Limping through authentication just far enough to analyse number of tracks on the soundtrack to my life playlists over the last couple of years
It occurs1 to me that I now have a dataset of playlists in Spotify , and this dataset is, for a data scientist, astonishingly corrupted. If I cannot access anything else data-wise, I can do a string analysis of the names of my playlists and could blogpost on how many mistakes I made with them alone.

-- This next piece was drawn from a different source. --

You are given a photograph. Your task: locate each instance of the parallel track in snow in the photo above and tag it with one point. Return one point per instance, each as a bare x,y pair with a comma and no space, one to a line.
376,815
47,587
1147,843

For twenty years, my primary income was music. I’ve variously substituted this income with roles in scientific programming over the last decade, transitioning into a fulltime career when I completed my doctorate a year ago. My outlet for the music that used to dominate my life, especially moving countries without a piano, are my Spotify playlists.
Music is a constant soundtrack to my life; I’m a High Fidelity grrl living a future-noir musical in my head, dancing on the metro around Copenhagen like no one can see.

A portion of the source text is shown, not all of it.